Este trabajo se enmarca en la reciente presentación por parte de la Comisión del denominado Paquete de Automoción, un conjunto de iniciativas legislativas y estratégicas orientadas a garantizar la neutralidad climática y la autonomía estratégica de la Unión Europea de aquí a 2050. Entre estas medidas destaca la Propuesta de Reglamento sobre Vehículos Corporativos Limpios (Clean Corporate Vehicles), acompañada de su informe y resumen ejecutivo de evaluación de impacto.
La propuesta establece objetivos vinculantes a partir de 2028, limitando la concesión de ayudas, incentivos o subvenciones públicas a la adquisición, alquiler o renting de vehículos corporativos y furgonetas exclusivamente a aquellos de cero emisiones y fabricados en la Unión Europea.
Se trata, por lo tanto, de una medida que entraría en vigor en 2028 con los siguientes mínimos de matriculación de vehículos corporativos para España:
- En 2030: vehículos de cero emisiones 36% y furgonetas 29%; vehículos de cero + bajas emisiones 55% y furgonetas 32%.
- En 2035: vehículos y furgonetas de 0 emisiones, 64% y vehículos y furgonetas de cero + bajas emisiones del 76%.
La AER valora positivamente la ambición climática del Reglamento, pero advierte de la necesidad de ampliar su enfoque más allá de la electrificación, incorporando soluciones de economía circular con impacto inmediato, medible y rentable, como el neumático reciclado.
En el documento remitido, la AER ha aportado datos comparativos claros sobre el impacto ambiental del recauchutado frente al neumático nuevo (valores medios por neumático de camión/autobús):
- Consumo de petróleo.
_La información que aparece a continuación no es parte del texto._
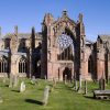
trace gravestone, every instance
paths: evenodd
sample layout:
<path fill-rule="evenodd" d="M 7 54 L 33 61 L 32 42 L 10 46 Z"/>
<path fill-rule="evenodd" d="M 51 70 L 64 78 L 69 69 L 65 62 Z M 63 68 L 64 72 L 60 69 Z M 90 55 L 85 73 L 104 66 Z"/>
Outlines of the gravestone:
<path fill-rule="evenodd" d="M 56 78 L 53 78 L 53 85 L 51 91 L 53 91 L 55 87 L 56 87 Z"/>
<path fill-rule="evenodd" d="M 75 90 L 77 90 L 77 80 L 75 79 Z"/>
<path fill-rule="evenodd" d="M 3 100 L 2 100 L 2 97 L 1 97 L 1 88 L 0 88 L 0 103 L 2 103 Z"/>
<path fill-rule="evenodd" d="M 56 86 L 56 78 L 53 78 L 53 86 L 55 87 Z"/>
<path fill-rule="evenodd" d="M 3 78 L 2 78 L 2 82 L 6 82 L 7 78 L 8 78 L 8 75 L 7 75 L 7 73 L 4 73 Z"/>
<path fill-rule="evenodd" d="M 20 85 L 20 92 L 23 92 L 23 91 L 25 91 L 25 84 L 24 84 L 24 81 L 22 81 L 21 85 Z"/>
<path fill-rule="evenodd" d="M 3 100 L 2 100 L 2 98 L 1 98 L 1 96 L 0 96 L 0 103 L 2 103 L 3 102 Z"/>
<path fill-rule="evenodd" d="M 50 94 L 50 86 L 46 86 L 44 89 L 44 98 L 43 98 L 43 105 L 46 106 L 48 102 L 48 94 Z"/>
<path fill-rule="evenodd" d="M 13 87 L 13 74 L 10 74 L 10 84 L 9 87 Z"/>
<path fill-rule="evenodd" d="M 32 85 L 35 85 L 35 84 L 36 84 L 35 76 L 32 76 L 31 84 L 32 84 Z"/>
<path fill-rule="evenodd" d="M 87 95 L 87 80 L 85 80 L 85 95 Z"/>
<path fill-rule="evenodd" d="M 13 76 L 13 86 L 16 87 L 18 86 L 18 82 L 19 82 L 19 76 L 18 75 L 14 75 Z"/>
<path fill-rule="evenodd" d="M 10 74 L 10 84 L 9 87 L 16 87 L 19 82 L 19 76 Z"/>
<path fill-rule="evenodd" d="M 65 85 L 67 84 L 67 75 L 65 75 Z"/>
<path fill-rule="evenodd" d="M 81 94 L 82 89 L 81 89 L 81 75 L 79 75 L 79 87 L 78 87 L 78 94 Z"/>
<path fill-rule="evenodd" d="M 106 80 L 105 80 L 105 78 L 100 78 L 99 79 L 99 89 L 105 90 L 105 88 L 106 88 Z"/>

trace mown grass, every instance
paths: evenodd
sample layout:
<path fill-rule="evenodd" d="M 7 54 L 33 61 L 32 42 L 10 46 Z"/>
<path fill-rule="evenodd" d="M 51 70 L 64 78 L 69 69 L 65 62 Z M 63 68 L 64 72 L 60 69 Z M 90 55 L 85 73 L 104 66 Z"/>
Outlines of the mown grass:
<path fill-rule="evenodd" d="M 92 90 L 98 89 L 97 82 L 88 82 L 88 94 L 79 95 L 73 89 L 72 84 L 64 85 L 57 82 L 56 87 L 50 92 L 47 106 L 42 106 L 43 92 L 46 85 L 53 82 L 38 79 L 38 85 L 32 85 L 30 79 L 24 80 L 26 90 L 19 92 L 19 87 L 9 88 L 9 80 L 3 84 L 0 81 L 0 92 L 3 103 L 0 110 L 110 110 L 110 100 L 98 100 L 92 98 Z M 110 84 L 106 87 L 110 88 Z"/>

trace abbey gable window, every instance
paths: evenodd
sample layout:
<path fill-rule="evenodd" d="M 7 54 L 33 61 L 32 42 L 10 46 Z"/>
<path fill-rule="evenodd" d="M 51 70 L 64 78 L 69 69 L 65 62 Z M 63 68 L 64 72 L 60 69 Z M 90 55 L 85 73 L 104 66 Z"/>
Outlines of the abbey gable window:
<path fill-rule="evenodd" d="M 4 57 L 0 58 L 0 73 L 8 72 L 8 61 Z"/>
<path fill-rule="evenodd" d="M 73 40 L 67 34 L 62 34 L 57 38 L 57 46 L 59 48 L 59 54 L 57 55 L 58 61 L 73 61 L 74 59 L 74 44 Z"/>
<path fill-rule="evenodd" d="M 25 58 L 21 58 L 19 62 L 19 73 L 26 73 L 28 72 L 28 63 Z"/>

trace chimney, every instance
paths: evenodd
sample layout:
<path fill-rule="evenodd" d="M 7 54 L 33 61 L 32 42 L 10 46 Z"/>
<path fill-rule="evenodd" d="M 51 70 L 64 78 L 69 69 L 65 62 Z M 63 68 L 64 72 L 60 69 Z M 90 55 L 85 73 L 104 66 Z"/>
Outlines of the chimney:
<path fill-rule="evenodd" d="M 14 34 L 18 35 L 18 25 L 14 26 Z"/>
Neumático nuevo (100–110 litros); neumático recauchutado (20–25 litros); ahorro de hasta un 80% de petróleo por unidad.
- Emisiones de CO₂. Neumático nuevo: ~235 kg de CO₂; neumático recauchutado: 30–35 kg de CO₂; reducción superior a 200 kg de CO₂ por neumático.
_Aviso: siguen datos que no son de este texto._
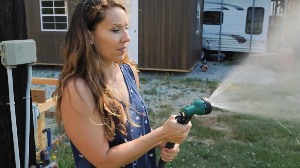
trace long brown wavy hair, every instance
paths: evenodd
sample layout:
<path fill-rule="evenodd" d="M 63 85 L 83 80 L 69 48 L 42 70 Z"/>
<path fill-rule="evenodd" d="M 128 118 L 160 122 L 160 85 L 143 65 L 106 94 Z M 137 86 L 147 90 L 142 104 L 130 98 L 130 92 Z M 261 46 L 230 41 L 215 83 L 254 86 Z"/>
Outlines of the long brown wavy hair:
<path fill-rule="evenodd" d="M 109 141 L 114 139 L 115 129 L 127 135 L 126 118 L 132 125 L 137 126 L 130 120 L 129 112 L 131 105 L 123 101 L 123 106 L 114 96 L 113 91 L 107 87 L 105 74 L 101 69 L 100 56 L 95 45 L 90 42 L 91 38 L 89 31 L 95 30 L 97 26 L 104 20 L 106 10 L 116 7 L 126 12 L 125 7 L 119 0 L 84 0 L 77 5 L 65 40 L 64 64 L 57 87 L 52 95 L 56 101 L 56 122 L 59 128 L 61 128 L 60 106 L 64 88 L 71 78 L 74 79 L 74 82 L 80 77 L 84 79 L 93 93 L 96 104 L 95 112 L 99 113 L 102 118 L 105 133 Z M 129 60 L 126 52 L 124 59 L 118 63 L 125 63 L 136 67 L 135 64 Z"/>

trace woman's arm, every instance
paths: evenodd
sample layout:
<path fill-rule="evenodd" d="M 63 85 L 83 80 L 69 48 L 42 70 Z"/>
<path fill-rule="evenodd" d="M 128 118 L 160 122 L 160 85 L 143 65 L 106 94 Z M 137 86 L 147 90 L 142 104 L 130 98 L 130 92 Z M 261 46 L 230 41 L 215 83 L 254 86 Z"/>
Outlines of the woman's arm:
<path fill-rule="evenodd" d="M 162 126 L 140 138 L 110 148 L 101 125 L 103 123 L 101 117 L 99 114 L 94 112 L 94 99 L 85 81 L 80 79 L 75 83 L 70 81 L 67 87 L 64 90 L 61 105 L 65 129 L 76 148 L 97 167 L 120 167 L 128 164 L 165 140 L 166 138 L 181 143 L 191 127 L 190 125 L 184 128 L 177 125 L 175 116 L 172 116 L 165 126 Z M 176 131 L 173 131 L 171 128 Z M 179 136 L 178 129 L 182 133 Z"/>

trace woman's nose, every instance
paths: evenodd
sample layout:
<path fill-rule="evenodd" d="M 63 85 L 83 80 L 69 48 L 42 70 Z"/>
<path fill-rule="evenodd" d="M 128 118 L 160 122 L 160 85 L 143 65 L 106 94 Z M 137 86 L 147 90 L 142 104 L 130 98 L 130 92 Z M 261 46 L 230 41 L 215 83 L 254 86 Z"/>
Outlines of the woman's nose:
<path fill-rule="evenodd" d="M 121 40 L 122 43 L 128 42 L 130 41 L 131 38 L 128 34 L 128 32 L 126 31 L 124 32 L 124 35 Z"/>

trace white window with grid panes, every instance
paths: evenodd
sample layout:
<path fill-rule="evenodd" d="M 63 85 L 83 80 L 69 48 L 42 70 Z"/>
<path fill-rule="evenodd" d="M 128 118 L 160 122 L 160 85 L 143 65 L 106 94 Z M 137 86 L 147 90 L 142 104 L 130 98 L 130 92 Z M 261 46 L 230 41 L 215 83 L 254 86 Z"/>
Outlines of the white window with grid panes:
<path fill-rule="evenodd" d="M 198 2 L 197 4 L 197 24 L 196 27 L 196 33 L 199 33 L 200 31 L 200 3 Z"/>
<path fill-rule="evenodd" d="M 40 0 L 42 31 L 68 30 L 67 0 Z"/>

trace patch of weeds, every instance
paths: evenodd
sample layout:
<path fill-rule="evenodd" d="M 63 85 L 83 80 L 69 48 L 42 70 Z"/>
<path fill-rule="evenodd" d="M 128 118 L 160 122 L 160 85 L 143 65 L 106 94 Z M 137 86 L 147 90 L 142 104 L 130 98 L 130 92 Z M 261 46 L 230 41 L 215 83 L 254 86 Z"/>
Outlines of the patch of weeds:
<path fill-rule="evenodd" d="M 146 84 L 149 83 L 150 80 L 148 78 L 145 78 L 143 77 L 140 78 L 139 79 L 140 82 L 142 84 Z"/>
<path fill-rule="evenodd" d="M 197 90 L 195 88 L 192 88 L 190 90 L 192 91 L 197 91 Z"/>
<path fill-rule="evenodd" d="M 218 83 L 215 81 L 209 80 L 207 79 L 205 81 L 205 85 L 207 88 L 211 93 L 212 93 L 218 87 Z"/>
<path fill-rule="evenodd" d="M 145 102 L 148 102 L 150 101 L 150 100 L 148 99 L 147 98 L 143 99 L 144 99 L 144 101 L 145 101 Z"/>
<path fill-rule="evenodd" d="M 148 95 L 155 95 L 157 94 L 157 90 L 156 87 L 150 88 L 150 89 L 146 89 L 143 91 L 143 94 Z"/>
<path fill-rule="evenodd" d="M 181 96 L 178 94 L 174 94 L 172 96 L 171 100 L 173 101 L 179 99 Z"/>
<path fill-rule="evenodd" d="M 56 149 L 50 151 L 51 162 L 56 161 L 58 167 L 75 167 L 74 158 L 69 143 L 58 141 Z M 40 161 L 38 158 L 37 161 Z"/>
<path fill-rule="evenodd" d="M 178 89 L 179 88 L 179 87 L 177 86 L 177 85 L 172 85 L 172 86 L 171 87 L 171 88 L 172 88 L 175 89 Z"/>

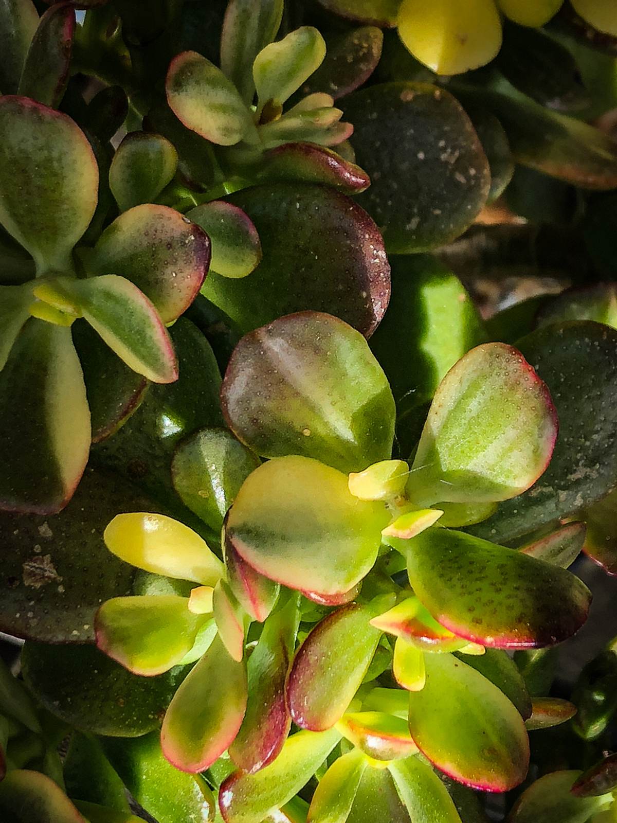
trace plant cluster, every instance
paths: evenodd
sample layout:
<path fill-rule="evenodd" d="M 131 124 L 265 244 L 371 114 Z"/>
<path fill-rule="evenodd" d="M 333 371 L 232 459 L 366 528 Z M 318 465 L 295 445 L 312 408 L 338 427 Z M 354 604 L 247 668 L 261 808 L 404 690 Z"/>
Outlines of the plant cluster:
<path fill-rule="evenodd" d="M 617 819 L 617 640 L 558 658 L 617 574 L 615 10 L 0 45 L 0 818 Z"/>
- Materias primas y agua. Ahorro de hasta el 70% de materias primas (caucho, acero, negro de humo); reducción del consumo de agua cercana al 45%.
OPORTUNIDAD PARA LA CONTRATACIÓN PÚBLICA VERDE
La AER ha subrayado el "enorme potencial del recauchutado" dentro de la contratación pública verde (Green Public Procurement). A modo de ejemplo, una flota pública de 100 autobuses (unos 600 neumáticos) que opte por recauchutado puede evitar la emisión de 120 toneladas de CO₂ y ahorrar 48.000 litros de petróleo en un solo ciclo de mantenimiento.
A ello se suma una ventaja económica clara: el neumático recauchutado cuesta entre un 30% y un 50% menos que un neumático nuevo de alta gama, manteniendo los mismos estándares de seguridad y rendimiento, lo que permite optimizar el uso de fondos públicos.
PROPUESTAS DE LA AER A LA COMISIÓN EUROPEA
Entre las medidas planteadas por la Asociación destacan:
- Establecer porcentajes mínimos obligatorios de neumáticos recauchutados en flotas corporativas financiadas con fondos públicos a partir de 2028.
- Integrar el coste del ciclo de vida y la huella ambiental en las licitaciones públicas, más allá del precio de compra.
- Impulsar una certificación europea de “neumáticos circulares” que facilite su identificación y uso por los gestores de flotas.
En conclusión, la AER insiste en que la iniciativa de Vehículos Corporativos Limpios "no debe centrarse únicamente en el tipo de motor". "La forma más inmediata, eficaz y rentable de reducir el impacto ambiental de una flota —sea eléctrica, híbrida o convencional— es el uso de neumáticos circulares-reciclados, una industria europea, local y estratégica", subraya al tiempo que se pone a disposición de las instituciones europeas para aportar análisis técnicos adicionales, auditorías y estudios de ciclo de vida que respalden esta posición.